I recall a time when a former collaborator revealed a blind spot when they said to me in a tongue-in-cheek kind of way that they are looking forward to the work we will make when I “get over this race thing.” Did they not know that my work would always engage the topic of race? That in America I am seen as BLACK first? In a 2017 review of a performance I did at the John F. Kennedy Center as part of the Millennium Stage series by Lisa Traiger, she wrote:


Well before ‘Black Lives Matter,’ the hash tag and the movement, former Washington, D.C.-based choreographer Helanius J. Wilkins was making work that unapologetically demonstrated that black lives matter...Wilkins doesn’t allow his audience to forget, even for a moment, that experiences of black men in America remain far from equal to their white peers.

In this moment of uprising, it is amplified more than ever that structural racism in America do not allow Black men to forget, even for a moment, that they are Black.

I am heartened by the global display of solidarity. I have NEVER seen something like this before! Britain! Japan! Germany! Denmark! Iran! Italy! New Zealand! Canada! Poland! Australia! Even Russia, China, and the African Union voiced support for the protesters and criticized the United States. It offers hope when I find myself oscillating between whether there is any. I am heartened by the coming together of “everyone vs racists.” I am heartened by those who have reached out to me to ask if I am ok. All of it gives me reason to believe there is possibility for a different future.

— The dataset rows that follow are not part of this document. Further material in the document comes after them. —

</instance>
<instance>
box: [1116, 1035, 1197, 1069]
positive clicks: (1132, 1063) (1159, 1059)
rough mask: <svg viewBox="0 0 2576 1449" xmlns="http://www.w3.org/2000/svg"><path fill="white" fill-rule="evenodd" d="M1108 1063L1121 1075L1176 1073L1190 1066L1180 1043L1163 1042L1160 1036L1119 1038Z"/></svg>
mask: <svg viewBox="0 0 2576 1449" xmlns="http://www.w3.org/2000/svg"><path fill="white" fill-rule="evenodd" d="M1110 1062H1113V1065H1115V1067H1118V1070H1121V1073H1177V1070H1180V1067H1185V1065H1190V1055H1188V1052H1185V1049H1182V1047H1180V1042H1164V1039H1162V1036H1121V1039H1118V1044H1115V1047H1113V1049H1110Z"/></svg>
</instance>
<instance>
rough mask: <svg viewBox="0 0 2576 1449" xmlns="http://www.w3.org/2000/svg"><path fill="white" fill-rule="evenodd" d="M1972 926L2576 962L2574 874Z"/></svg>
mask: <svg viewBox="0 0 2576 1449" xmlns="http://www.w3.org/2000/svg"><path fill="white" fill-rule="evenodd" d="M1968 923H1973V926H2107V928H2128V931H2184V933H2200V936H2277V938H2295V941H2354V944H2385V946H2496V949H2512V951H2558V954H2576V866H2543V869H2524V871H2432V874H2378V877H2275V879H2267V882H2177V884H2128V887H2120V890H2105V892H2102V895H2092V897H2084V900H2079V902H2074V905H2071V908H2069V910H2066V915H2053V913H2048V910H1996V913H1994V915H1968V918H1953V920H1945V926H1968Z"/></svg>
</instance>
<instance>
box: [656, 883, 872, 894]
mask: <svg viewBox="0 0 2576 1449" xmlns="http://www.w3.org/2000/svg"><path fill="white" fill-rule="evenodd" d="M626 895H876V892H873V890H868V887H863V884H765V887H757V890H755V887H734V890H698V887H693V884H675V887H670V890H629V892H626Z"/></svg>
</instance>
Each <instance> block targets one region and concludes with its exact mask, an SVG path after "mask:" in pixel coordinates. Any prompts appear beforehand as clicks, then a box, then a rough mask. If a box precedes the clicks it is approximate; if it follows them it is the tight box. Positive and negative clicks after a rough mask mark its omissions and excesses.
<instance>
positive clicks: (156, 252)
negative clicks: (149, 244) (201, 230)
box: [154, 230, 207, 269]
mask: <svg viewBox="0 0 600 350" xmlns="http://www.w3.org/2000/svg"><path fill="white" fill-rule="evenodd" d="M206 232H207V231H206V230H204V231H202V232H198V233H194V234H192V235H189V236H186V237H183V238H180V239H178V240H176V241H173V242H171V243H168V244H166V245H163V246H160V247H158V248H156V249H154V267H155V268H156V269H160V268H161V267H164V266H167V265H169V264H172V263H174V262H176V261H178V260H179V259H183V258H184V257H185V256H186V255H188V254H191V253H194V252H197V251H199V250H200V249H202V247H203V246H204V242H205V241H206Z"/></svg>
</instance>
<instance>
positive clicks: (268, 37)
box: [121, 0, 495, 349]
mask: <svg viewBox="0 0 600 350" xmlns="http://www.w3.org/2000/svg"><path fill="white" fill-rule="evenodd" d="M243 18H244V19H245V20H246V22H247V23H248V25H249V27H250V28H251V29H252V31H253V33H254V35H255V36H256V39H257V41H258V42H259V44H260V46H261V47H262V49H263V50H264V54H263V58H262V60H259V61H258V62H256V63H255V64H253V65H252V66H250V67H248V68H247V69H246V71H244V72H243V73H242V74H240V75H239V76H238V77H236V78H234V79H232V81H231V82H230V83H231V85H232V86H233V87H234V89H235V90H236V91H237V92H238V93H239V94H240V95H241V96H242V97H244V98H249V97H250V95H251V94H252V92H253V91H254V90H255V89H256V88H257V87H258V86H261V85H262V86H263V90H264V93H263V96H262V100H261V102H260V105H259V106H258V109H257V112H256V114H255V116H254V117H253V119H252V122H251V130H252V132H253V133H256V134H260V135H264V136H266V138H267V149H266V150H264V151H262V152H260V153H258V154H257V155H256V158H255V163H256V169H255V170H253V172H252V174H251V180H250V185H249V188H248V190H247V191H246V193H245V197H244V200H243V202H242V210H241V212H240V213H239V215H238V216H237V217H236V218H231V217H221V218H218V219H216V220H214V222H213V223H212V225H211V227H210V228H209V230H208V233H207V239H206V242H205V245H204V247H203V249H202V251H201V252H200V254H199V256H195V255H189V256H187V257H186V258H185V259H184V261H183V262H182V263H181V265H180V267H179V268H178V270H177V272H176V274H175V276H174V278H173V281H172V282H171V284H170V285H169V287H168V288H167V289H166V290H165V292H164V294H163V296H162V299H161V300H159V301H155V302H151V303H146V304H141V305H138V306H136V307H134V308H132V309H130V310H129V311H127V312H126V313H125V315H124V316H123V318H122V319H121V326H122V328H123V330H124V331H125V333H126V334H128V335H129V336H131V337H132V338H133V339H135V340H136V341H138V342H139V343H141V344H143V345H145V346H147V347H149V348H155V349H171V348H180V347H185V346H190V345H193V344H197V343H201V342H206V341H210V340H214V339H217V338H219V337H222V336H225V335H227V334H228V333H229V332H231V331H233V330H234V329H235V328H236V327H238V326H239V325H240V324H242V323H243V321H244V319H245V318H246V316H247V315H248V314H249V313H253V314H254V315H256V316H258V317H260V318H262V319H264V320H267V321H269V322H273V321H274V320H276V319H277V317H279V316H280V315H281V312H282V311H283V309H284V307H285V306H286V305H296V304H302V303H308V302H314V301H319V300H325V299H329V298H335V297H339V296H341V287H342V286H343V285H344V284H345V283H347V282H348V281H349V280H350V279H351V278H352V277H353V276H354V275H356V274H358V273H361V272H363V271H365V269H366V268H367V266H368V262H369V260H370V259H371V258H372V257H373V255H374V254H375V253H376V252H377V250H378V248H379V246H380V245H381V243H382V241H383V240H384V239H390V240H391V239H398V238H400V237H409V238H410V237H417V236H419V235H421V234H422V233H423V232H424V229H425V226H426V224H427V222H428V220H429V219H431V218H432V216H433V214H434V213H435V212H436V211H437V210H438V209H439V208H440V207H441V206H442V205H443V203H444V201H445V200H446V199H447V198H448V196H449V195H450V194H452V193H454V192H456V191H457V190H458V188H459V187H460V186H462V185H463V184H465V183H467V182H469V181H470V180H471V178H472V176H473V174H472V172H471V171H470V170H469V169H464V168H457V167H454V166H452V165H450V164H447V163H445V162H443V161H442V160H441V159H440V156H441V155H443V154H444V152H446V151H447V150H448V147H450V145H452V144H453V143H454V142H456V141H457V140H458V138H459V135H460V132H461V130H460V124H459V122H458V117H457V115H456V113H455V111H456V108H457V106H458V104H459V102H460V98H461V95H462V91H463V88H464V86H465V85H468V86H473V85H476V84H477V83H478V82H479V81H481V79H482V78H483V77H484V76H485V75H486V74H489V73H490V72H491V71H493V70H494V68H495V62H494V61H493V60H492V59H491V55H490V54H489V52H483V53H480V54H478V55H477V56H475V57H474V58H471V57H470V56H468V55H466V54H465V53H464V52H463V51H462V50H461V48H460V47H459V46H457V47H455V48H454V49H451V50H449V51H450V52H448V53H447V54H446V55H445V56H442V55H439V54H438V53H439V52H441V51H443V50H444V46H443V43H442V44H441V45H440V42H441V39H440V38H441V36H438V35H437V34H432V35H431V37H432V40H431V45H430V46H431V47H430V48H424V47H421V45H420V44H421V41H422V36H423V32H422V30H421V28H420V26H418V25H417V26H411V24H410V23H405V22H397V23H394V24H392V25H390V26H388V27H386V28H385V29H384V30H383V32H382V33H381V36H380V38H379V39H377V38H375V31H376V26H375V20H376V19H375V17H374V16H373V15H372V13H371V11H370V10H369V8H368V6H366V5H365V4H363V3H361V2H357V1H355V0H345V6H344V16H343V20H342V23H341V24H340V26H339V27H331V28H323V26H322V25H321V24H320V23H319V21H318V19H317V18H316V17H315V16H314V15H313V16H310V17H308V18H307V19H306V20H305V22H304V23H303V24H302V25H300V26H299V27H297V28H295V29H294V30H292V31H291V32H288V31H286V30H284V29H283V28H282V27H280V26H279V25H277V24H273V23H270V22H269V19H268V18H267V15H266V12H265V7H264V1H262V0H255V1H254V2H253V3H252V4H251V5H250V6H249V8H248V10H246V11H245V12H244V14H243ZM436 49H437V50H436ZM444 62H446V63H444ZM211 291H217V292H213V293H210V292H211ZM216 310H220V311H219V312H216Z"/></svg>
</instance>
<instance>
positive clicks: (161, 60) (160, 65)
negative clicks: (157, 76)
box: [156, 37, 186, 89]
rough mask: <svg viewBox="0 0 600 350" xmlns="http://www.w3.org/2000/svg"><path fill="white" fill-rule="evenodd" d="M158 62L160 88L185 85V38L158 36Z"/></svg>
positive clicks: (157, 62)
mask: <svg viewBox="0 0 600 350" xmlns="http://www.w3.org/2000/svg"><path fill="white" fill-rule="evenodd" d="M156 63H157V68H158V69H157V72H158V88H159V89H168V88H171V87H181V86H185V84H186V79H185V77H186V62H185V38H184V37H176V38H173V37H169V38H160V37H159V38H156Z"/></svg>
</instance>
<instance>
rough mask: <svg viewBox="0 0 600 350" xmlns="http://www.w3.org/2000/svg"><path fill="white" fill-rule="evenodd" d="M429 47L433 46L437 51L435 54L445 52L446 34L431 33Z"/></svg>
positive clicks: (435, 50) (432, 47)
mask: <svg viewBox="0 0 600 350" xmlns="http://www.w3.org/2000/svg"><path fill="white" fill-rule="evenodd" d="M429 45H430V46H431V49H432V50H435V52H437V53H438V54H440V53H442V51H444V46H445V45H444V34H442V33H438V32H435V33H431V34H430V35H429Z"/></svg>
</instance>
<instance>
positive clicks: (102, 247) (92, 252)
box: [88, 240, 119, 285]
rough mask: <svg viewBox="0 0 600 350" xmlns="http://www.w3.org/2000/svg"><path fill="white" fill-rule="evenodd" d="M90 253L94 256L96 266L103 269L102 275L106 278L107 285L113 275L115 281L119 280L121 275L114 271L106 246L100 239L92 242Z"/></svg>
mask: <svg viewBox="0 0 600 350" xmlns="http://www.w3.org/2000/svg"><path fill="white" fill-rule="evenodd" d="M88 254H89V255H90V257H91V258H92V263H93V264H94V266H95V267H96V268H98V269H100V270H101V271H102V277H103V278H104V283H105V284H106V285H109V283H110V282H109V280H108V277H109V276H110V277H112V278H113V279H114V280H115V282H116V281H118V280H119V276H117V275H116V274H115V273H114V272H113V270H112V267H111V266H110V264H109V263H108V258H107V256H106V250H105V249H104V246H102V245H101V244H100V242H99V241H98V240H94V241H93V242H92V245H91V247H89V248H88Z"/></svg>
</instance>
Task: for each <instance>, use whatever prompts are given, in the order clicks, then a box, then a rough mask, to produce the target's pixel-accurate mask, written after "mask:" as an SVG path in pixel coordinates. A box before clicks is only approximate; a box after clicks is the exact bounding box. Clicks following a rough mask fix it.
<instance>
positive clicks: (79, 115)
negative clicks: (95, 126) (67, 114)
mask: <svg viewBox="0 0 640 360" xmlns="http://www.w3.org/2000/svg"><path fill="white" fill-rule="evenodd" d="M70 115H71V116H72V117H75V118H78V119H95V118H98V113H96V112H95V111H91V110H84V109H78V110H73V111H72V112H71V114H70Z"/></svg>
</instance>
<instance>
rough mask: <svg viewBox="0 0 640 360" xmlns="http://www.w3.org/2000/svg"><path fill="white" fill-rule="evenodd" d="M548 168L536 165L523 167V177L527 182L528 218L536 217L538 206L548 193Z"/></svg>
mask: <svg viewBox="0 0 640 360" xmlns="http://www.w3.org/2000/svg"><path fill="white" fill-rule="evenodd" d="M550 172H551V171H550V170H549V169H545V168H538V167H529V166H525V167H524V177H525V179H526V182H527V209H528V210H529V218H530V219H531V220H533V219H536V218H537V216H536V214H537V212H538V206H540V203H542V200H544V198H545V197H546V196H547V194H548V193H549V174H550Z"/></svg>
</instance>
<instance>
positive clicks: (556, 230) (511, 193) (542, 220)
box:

At the end of this year I will turn 48. While I would like to believe differently, I am fully aware that the fight for justice and eliminating structural racism is far from over. I have been asking many of the same questions and exposing the blind spots of an America that sees the marginalized differently for nearly two decades. I continue the work because, even in the most difficult of times, I refuse to give up. I continue in my efforts to emphasize how our actions generate sensory engagements that reconfigure our relationships to ourselves, environments around us, and to others. I continue to create opportunities for audiences to have visual and kinesthetic experiences that foreground a place defined by unconditional love.

I recently came across a social media post beautifully reminding me that “resistance is NOT a one lane highway…Do NOT feel guilty for not occupying every lane. We need all of them.” There are many opportunities and ways we can show up and peacefully saturate spaces to influence meaningful change. This long battle is a human issue. I encourage us all to participate in the change we want to see and that is long overdue. I am dreaming and actively doing with you. As I shared in a previous blog post, my heart bleeds, but my soul holds space for hope.